今週(5月3日~9日)の相場動向

相場回顧 BTC:米国の利下げ観測で一時は上昇するも上値の重い展開

ビットコインは米国の利下げ観測で一時は上昇するも上値の重い展開となった。

4月米雇用統計やISM関連指数が市場予想に反して低水準となり、これらを受けて利下げ開始への期待から買い戻しが強まった。米国金利が低下する中、グレースケールのビットコイン現物ETF【GBTC】の資金流出が止まったことも好感され、一時BTC=1,014万円(65,000ドル)付近まで価格を伸ばした。

しかし、SEC(米国証券取引委員会)がロビンフッドに対して証券法違反の疑いでウェルズ通知(※)を送付するなど、米国における暗号資産関連企業の取り締まり強化への懸念により上値が重くなった。その後、ミネアポリス連銀総裁がインフレ鈍化について慎重な見通しを示したことなどを受けて米国金利が再び上昇し、パレスチナ情勢の不透明感が強まったことも嫌気され、ハイテク株とともに軟調に推移した。

※SECが企業に対して法的措置をとる可能性があることを事前に通知する文書。当局による提訴を確定するものではなく、申し立てへの回答猶予を与えて勧告する意味合いがある。

 

来週(5月10日~16日)の相場予想

BTCは米CPI次第で買い支えられる展開を予想、悪材料相次ぐ中で上値は重いか

米国経済指標が市場予想より弱い結果になったことを受けて利下げ観測が高まっている一方、根強いインフレ懸念により米国金利が高止まりしている。その中、来週は4月米消費者物価指数の発表があり、前月に続いて総合・コアともに市場予想を上振れた場合には米国金利の上昇とともに売りが加速する可能性が高い。逆にインフレ減速を示唆する内容となれば9月利下げ開始の見通しが強まり買い支えられる展開になると予想する。

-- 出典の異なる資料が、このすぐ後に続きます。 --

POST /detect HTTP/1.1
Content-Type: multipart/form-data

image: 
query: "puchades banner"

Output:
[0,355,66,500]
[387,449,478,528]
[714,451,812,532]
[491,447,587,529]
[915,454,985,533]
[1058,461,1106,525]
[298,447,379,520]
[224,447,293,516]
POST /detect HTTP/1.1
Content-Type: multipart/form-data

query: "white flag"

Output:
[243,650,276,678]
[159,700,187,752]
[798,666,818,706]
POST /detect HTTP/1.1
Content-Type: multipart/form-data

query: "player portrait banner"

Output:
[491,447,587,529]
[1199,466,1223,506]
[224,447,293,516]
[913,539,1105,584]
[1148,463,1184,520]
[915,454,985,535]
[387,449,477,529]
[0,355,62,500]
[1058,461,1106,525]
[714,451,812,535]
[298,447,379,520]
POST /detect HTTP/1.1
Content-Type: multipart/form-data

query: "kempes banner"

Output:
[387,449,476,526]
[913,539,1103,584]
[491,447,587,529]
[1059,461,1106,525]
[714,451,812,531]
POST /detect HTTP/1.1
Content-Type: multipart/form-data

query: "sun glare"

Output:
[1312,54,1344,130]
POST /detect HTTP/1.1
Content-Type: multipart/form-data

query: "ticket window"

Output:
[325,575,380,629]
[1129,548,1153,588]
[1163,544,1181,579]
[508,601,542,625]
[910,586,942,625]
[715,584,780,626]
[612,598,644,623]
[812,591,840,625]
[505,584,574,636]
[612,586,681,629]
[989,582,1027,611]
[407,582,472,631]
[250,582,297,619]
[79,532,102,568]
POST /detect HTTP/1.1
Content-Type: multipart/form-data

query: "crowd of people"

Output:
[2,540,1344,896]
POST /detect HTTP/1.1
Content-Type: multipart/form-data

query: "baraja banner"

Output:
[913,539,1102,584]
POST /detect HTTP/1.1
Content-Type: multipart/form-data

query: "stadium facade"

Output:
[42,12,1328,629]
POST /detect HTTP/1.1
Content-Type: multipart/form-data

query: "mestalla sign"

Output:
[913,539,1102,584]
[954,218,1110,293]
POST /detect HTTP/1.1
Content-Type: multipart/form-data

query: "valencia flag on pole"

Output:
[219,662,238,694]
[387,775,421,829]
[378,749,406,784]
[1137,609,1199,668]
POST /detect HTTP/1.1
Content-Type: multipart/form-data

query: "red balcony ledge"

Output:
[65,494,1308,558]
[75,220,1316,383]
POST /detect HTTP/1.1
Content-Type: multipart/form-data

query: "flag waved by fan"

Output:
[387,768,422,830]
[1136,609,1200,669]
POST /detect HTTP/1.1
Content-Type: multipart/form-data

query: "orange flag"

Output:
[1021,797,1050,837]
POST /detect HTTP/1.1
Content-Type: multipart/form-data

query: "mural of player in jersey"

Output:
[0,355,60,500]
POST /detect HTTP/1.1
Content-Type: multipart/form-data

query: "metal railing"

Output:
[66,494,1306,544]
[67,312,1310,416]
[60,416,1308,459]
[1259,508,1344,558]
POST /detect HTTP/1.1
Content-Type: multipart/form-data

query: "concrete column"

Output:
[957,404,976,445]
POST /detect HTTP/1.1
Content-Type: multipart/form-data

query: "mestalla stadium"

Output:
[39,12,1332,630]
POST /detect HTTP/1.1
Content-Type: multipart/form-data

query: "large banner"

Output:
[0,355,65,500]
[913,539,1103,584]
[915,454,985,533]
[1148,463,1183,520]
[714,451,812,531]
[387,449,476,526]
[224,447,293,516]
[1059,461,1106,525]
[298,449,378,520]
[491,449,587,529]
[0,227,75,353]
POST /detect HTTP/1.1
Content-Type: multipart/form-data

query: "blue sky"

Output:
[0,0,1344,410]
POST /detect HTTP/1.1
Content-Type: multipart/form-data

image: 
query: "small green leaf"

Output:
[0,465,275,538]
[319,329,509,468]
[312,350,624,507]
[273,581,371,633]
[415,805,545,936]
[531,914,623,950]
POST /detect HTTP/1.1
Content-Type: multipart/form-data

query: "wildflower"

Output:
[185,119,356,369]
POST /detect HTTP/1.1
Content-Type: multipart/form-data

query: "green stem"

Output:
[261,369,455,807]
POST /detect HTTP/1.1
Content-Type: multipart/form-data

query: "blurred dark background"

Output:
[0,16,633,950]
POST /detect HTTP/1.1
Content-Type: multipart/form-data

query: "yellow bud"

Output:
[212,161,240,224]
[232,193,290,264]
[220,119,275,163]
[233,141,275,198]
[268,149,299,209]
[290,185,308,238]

米国ではビットコイン現物ETFからの資金流出が止まったものの流入の勢いは戻っておらず、香港で始まった現物ETFも期待外れの出来高となっている。また、SECがユニスワップやロビンフッドなど主要な暗号資産関連企業に対し次々に警告を出している他、半減期後のマイナー報酬減などの影響もあってかハッシュレートの低下も見られている。これらの悪材料が相次ぐ中ではなかなか暗号資産主導の買いが入りづらいだろう。

そのためマクロ環境次第で、米国株が上昇した時もビットコインは上値が重く、逆に米国株が下落した時にはビットコインが大きく売られるリスクに注意したい。

直近、上値としてBTC=1,014万円(65,000ドル)、下値としてBTC=858万円(55,000ドル)を意識する。過去通常の調整局面では高値から20~25%程度の下落にとどまっているため、ここからさらに下落した場合もその水準で下げ幅は留まると予想する。